Thursday, 24 July 2025

A Modest Proposal for State Pension Reform: Let the Kids Pay

Here’s a thought that’ll have the Guardian in fits and the Express spluttering into its powdered eggs: what if we stopped handing out state pensions to people who’ve got perfectly capable adult children?


I mean, isn’t it time we asked why the taxpayer should keep bankrolling pensioners with three children in executive homes who think a birthday card once a year and the odd Zoom call is a substitute for, say, support?

Because let’s not pretend the system is working. The UK state pension is a magnificent fiction – £110 billion a year, built on the premise that we can keep paying more people for longer with fewer workers to fund it. It’s not a savings account. There’s no pot. You’re not “entitled” to your pension in any material sense – you’re entitled to hope that when you reach your golden years, there are enough mugs still working to keep the lights on at DWP HQ.

Meanwhile, we’ve allowed a silent social shift. Once upon a time, your children were your pension – emotionally, financially, sometimes even physically, when they pushed your bath chair down to the Co-op. Now? They’re more likely to be living in a different county, hoarding Air Miles and wondering how long they can keep your care costs off their balance sheet.

So here’s my modest proposal: if you’ve got adult children earning six figures, living mortgage-free in a house you co-signed, maybe you don’t need the state to step in. Maybe we should be limiting state pensions to those who don’t have adult children in a position to support them. Or, more gently, maybe your kids should get a hefty tax break for doing what used to be considered common decency – supporting their parents.

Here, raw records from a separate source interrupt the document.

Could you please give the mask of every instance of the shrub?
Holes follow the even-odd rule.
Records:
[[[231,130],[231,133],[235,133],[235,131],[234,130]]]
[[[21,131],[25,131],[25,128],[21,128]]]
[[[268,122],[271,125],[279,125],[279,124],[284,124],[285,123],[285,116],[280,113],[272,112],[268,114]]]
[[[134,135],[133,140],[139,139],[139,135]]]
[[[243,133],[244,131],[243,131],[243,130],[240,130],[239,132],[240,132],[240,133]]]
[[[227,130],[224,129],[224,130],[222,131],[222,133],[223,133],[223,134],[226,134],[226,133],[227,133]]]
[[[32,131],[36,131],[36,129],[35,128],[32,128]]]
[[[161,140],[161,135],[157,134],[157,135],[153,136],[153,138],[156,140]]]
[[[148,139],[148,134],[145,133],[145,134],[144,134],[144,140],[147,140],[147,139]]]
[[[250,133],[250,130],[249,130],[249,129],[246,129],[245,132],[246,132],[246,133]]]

Radical? Not really. Singapore has a law compelling children to support their elderly parents. In parts of southern Europe, multi-generational homes are still normal. And even in Britain, before we sold the post-war dream to the lowest bidder, families looked after each other. Now we have a system that encourages atomisation, state dependency, and the delusion that society owes you everything because you once worked in accounts and didn’t murder anyone.

Imagine the outcry, though. “But what if their kids are horrible?” they’ll cry. Yes – and what if they’re in jail, or in Australia, or just plain useless? Fine. That’s where the state backstop kicks in. But if your children are sitting on stock options and sending the grandkids to private school, perhaps it’s not too much to expect them to chip in for your heating bills.

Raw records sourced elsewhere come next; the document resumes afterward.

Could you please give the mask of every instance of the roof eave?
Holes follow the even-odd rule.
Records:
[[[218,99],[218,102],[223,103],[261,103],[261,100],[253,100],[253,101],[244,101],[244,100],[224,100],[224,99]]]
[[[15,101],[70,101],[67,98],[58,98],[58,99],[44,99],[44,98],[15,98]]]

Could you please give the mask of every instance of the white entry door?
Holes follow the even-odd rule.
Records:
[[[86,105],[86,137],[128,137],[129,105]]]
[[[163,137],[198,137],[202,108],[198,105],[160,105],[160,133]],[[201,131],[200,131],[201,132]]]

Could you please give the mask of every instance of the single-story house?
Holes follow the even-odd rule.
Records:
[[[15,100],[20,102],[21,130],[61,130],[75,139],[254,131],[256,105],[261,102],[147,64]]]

We could make it voluntary, of course – incentivised through tax relief, NI rebates, council tax discounts, or even inheritance tax exemptions. Support your parents now, benefit later. After all, we already hand out child benefit to anyone with a working womb. Why not parental benefit in reverse?

And here’s the irony: if we don’t do something like this, we’re left with the usual menu of idiocy. Raise the pension age until it matches life expectancy in Glasgow. Scrap the triple lock and face electoral annihilation. Or start taxing the dead before they’re even cold to fund a system no one trusts.

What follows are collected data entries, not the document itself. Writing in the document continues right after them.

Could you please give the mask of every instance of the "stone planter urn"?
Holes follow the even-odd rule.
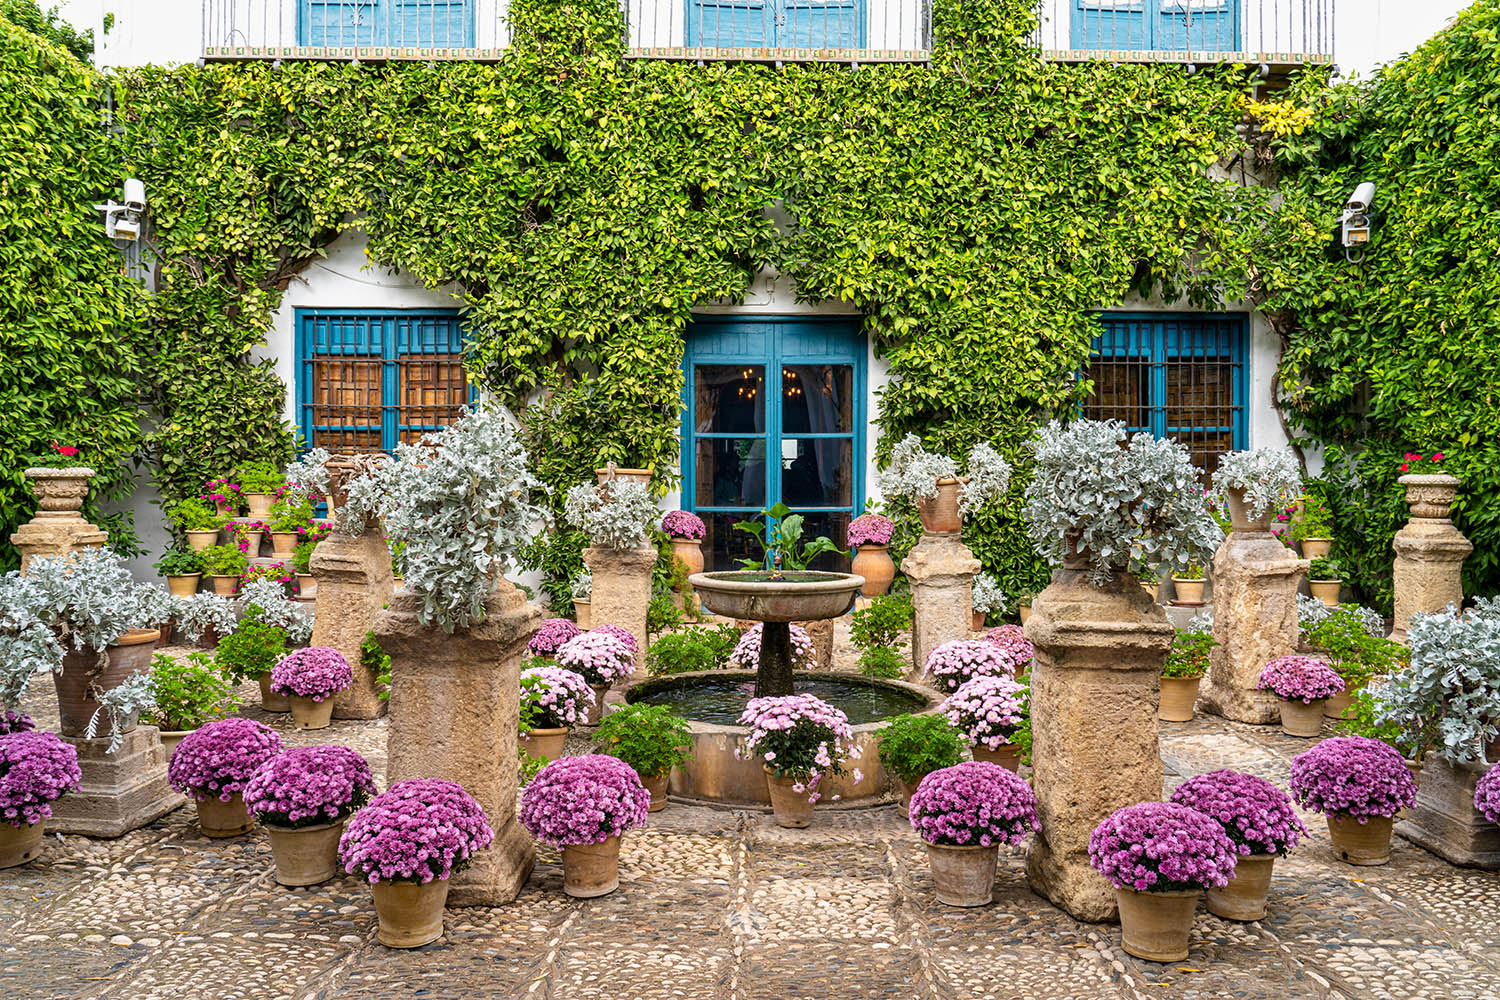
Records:
[[[1402,813],[1397,835],[1453,864],[1500,870],[1500,826],[1474,808],[1474,786],[1490,766],[1429,756],[1417,775],[1417,804]]]
[[[672,539],[672,555],[676,556],[687,567],[689,576],[692,576],[694,573],[703,572],[703,539]]]
[[[27,469],[25,475],[37,499],[37,512],[10,536],[11,544],[21,552],[22,573],[36,556],[67,555],[109,540],[106,532],[85,521],[80,513],[88,499],[93,469],[34,468]]]
[[[922,529],[934,534],[957,534],[963,530],[964,522],[958,513],[958,488],[962,479],[939,479],[937,496],[917,501],[917,514],[922,518]]]
[[[1436,473],[1405,475],[1396,481],[1406,487],[1406,503],[1411,508],[1411,519],[1391,540],[1396,550],[1391,638],[1404,642],[1414,613],[1462,604],[1464,560],[1474,546],[1450,517],[1462,480]]]
[[[896,579],[896,563],[885,545],[861,545],[854,553],[849,571],[865,578],[865,585],[860,588],[865,597],[881,596]]]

So yes – let’s consider the unthinkable. Let’s ask whether adult children should bear more of the cost of retirement. Not to punish anyone, but to rebuild the intergenerational contract we’ve spent the last fifty years dismantling in favour of car leases and cheap flights.

Because if we don’t want to be taxed to death funding a system that’s collapsing under its own contradictions, we may have to rediscover a lost art: families supporting each other.

Or to put it another way – if your kids are living the good life thanks to your sacrifices, maybe it's time they paid you back with more than a bottle of Harvey’s Bristol Cream at Christmas.